Хейке понимал, что это звучит неубедительно, но Гуниллу и Эрланда удовлетворили его объяснения.
— Да, ведь Тула такая красавица, — сказал Эрланд на своем простонародном смоландском диалекте. — Поэтому нет ничего удивительного в том, что какой-то злой мужчина загорелся желанием подчинить ее себе! Как ты думаешь, он ничем не навредил ей? Ведь кроме нее у нас никого нет. Она для нас — все!
— Все в порядке, — ответил Хейке. — И она сама подтвердила мои предположения. Хотя Тула и понимает во всем этом не больше, чем мы, она сказала мне, что я во всем прав.
Гунилла кивнула.
— Думаю, ты прав, решив присмотреть за ней некоторое время. Мы сами этого не сможем сделать, ты знаешь, а ты такой умный и сильный. И мы отдаем ее под твою опеку.
— Спасибо вам обоим! Я оправдаю ваше доверие.

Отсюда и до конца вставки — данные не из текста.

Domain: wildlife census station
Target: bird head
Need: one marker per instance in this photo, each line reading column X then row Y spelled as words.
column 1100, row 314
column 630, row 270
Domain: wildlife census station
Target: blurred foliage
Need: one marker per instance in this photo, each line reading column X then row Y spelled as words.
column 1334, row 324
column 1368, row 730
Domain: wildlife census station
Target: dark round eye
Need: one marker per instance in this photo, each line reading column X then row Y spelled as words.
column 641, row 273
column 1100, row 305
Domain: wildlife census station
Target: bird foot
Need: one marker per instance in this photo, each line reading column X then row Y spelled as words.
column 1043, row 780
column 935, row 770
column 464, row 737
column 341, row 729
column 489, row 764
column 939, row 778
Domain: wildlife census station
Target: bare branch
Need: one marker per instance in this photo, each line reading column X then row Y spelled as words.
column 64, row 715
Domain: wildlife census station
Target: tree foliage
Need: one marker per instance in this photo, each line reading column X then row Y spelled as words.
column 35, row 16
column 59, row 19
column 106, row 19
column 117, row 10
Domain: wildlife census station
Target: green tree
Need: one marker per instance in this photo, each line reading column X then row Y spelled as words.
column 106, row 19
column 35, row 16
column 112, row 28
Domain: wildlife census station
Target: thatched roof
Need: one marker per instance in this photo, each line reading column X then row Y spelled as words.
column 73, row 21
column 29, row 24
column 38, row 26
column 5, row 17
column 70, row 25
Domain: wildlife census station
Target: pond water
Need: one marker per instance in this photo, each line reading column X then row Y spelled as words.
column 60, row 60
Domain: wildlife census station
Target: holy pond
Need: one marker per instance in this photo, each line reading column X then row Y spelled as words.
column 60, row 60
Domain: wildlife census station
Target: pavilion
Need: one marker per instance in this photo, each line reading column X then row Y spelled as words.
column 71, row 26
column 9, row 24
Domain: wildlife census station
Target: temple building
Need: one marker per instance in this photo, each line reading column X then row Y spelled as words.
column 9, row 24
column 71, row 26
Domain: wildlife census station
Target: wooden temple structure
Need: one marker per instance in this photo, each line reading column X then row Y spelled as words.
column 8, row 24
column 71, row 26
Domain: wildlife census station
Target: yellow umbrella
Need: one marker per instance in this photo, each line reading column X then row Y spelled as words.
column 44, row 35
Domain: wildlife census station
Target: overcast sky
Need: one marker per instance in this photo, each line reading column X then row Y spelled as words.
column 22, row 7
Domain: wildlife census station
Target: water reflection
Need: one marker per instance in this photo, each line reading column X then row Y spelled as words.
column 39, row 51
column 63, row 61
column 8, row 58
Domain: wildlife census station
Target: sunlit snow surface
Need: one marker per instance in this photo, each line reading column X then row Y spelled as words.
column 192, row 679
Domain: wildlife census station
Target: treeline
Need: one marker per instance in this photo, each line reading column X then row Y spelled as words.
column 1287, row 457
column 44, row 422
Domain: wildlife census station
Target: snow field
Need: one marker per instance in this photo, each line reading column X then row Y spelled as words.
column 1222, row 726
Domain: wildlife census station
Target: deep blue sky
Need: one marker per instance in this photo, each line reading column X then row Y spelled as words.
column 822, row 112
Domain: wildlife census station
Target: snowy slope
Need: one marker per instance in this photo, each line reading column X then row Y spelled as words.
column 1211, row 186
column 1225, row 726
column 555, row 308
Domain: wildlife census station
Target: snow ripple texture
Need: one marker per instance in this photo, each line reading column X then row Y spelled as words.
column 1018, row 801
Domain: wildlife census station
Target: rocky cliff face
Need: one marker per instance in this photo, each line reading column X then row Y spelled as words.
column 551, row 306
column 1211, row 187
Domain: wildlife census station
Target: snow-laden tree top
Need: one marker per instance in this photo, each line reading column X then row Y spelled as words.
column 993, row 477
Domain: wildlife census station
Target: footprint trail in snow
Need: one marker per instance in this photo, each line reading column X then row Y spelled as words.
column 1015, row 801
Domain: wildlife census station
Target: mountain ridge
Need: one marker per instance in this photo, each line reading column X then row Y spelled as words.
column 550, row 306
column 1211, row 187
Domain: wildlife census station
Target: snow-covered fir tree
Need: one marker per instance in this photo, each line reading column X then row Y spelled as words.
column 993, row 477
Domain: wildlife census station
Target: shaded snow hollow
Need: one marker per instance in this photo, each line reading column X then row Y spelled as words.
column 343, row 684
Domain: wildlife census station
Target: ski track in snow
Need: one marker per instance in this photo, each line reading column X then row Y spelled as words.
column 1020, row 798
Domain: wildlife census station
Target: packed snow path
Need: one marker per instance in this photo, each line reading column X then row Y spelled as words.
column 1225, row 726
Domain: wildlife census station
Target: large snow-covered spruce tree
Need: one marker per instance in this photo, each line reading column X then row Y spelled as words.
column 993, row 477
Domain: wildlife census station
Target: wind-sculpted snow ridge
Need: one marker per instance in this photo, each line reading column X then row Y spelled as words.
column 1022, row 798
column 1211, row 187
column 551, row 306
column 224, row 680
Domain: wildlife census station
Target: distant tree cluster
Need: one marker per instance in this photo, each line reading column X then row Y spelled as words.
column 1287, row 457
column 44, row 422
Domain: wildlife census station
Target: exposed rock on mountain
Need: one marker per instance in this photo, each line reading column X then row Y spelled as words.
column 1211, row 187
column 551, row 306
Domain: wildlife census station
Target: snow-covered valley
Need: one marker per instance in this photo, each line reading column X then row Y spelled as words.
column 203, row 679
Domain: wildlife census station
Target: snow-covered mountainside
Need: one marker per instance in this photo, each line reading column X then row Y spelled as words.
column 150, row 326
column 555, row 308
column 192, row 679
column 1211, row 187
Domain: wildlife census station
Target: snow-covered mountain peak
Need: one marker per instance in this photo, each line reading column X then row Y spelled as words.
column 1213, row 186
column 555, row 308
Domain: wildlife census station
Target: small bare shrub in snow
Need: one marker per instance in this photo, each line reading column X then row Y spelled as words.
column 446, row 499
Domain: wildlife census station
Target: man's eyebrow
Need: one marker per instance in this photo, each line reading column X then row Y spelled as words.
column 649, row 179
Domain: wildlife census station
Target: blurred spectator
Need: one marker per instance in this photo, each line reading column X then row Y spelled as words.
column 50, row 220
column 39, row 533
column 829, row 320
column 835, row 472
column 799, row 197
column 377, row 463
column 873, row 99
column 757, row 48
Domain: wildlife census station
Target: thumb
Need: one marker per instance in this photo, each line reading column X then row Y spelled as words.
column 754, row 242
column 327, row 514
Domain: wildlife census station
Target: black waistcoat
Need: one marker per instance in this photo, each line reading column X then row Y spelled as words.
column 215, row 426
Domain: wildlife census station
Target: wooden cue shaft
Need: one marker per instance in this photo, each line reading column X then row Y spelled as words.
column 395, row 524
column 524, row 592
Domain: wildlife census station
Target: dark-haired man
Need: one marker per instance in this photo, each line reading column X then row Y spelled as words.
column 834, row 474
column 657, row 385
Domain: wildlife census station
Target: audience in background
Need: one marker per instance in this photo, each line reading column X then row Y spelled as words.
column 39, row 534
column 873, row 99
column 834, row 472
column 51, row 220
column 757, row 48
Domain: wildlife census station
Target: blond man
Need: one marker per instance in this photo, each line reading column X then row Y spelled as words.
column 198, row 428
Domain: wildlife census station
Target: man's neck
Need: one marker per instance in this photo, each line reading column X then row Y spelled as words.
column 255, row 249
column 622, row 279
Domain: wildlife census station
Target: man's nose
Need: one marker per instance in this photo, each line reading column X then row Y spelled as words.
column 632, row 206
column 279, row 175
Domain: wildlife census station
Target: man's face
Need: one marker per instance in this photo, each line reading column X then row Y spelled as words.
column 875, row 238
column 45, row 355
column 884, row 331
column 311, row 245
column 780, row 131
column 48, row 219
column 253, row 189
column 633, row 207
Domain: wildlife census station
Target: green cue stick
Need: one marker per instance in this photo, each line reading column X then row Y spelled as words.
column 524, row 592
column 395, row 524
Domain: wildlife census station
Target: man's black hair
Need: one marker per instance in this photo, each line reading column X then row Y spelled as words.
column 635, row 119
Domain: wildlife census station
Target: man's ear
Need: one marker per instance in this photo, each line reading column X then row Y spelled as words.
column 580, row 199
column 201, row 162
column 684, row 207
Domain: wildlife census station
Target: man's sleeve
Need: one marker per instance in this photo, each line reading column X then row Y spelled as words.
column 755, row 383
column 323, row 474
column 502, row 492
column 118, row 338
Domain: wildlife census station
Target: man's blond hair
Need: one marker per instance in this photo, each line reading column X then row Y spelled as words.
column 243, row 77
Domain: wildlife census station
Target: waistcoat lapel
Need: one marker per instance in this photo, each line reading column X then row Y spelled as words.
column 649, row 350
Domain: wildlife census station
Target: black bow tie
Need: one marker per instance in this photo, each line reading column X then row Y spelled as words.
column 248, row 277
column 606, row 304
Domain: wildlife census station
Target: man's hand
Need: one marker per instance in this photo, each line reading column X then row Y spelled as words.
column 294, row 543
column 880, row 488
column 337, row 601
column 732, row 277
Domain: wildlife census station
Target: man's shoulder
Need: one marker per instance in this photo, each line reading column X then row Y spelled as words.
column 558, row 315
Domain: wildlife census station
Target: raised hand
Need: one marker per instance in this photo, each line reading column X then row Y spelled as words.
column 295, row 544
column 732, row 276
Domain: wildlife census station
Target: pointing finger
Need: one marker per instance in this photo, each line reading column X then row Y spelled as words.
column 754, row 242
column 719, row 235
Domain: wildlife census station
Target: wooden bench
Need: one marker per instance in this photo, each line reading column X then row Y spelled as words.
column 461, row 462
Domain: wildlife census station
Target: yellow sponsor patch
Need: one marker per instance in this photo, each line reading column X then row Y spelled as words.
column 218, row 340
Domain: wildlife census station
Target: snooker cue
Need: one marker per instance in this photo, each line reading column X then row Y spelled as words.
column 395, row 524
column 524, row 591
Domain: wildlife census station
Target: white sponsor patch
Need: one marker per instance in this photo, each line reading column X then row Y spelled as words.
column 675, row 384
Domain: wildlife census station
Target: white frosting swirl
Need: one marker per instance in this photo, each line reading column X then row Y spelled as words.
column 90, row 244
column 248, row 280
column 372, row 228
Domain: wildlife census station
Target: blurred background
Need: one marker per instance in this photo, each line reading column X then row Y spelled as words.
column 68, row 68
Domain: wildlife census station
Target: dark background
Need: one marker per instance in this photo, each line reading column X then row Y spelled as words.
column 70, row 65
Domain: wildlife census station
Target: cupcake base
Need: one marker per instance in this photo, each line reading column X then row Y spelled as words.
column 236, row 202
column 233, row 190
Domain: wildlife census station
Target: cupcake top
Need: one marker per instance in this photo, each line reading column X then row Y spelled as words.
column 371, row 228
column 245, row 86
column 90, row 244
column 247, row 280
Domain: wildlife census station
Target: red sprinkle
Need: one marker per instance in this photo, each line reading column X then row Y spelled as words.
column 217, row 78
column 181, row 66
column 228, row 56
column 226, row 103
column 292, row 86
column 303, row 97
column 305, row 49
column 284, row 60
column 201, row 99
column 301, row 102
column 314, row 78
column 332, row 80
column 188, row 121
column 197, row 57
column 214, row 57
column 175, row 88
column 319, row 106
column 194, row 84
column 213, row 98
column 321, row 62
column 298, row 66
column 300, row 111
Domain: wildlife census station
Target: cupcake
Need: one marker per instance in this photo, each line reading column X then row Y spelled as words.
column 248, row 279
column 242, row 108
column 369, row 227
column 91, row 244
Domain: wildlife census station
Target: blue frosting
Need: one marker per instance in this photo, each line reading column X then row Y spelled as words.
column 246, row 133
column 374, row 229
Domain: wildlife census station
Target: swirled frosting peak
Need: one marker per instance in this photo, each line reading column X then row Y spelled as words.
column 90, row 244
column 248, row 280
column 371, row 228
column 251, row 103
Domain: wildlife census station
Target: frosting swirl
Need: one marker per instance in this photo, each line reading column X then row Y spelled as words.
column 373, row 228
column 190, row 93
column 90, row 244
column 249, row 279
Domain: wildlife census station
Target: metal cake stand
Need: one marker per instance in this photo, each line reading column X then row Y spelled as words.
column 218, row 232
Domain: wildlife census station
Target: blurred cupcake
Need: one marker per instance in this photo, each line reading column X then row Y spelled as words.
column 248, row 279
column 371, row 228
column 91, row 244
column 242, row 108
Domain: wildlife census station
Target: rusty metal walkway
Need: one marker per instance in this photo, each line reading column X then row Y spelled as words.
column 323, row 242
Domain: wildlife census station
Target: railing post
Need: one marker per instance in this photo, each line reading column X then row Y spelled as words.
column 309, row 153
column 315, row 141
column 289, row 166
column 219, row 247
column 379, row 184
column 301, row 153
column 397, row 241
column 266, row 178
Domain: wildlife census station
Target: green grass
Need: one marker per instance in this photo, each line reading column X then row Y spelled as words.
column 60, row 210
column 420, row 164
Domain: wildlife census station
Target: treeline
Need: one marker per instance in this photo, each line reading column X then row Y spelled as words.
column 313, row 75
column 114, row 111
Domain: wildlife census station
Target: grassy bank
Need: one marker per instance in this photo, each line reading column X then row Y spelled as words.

И они отправились в путь в карете Хейке и Винги. Туле было очень интересно немного посмотреть мир. Она радовалась предстоящей встрече с Эскилем, но о Гростенсхольме она совершенно ничего не знала. Она жила там совсем маленькой, и в памяти у нее не осталось никаких воспоминаний.
Ее не покидало ощущение скованности. И она постоянно грустила о том, что ее родителям так долго придется обходиться без ее помощи.
Она вздрогнула, услышав голос Винги.
— Тула, что, если мы остановимся на часок в Вехьо? Дело в том, что по пути сюда я увидела очень красивую материю…
— Я не против, — торопливо ответила Тула. — Я буду только рада этому, у меня есть тут один хороший друг, и я зайду к нему, чтобы попрощаться. Можно мне отлучиться на часок?
— Разумеется, — ответили они. — Ты можешь пробыть там, сколько тебе нужно! Но ты должна нам показать, куда ты пойдешь. Ты же знаешь, мы за тебя отвечаем. Мы не можем нарушить обещания, данного твоим родителям.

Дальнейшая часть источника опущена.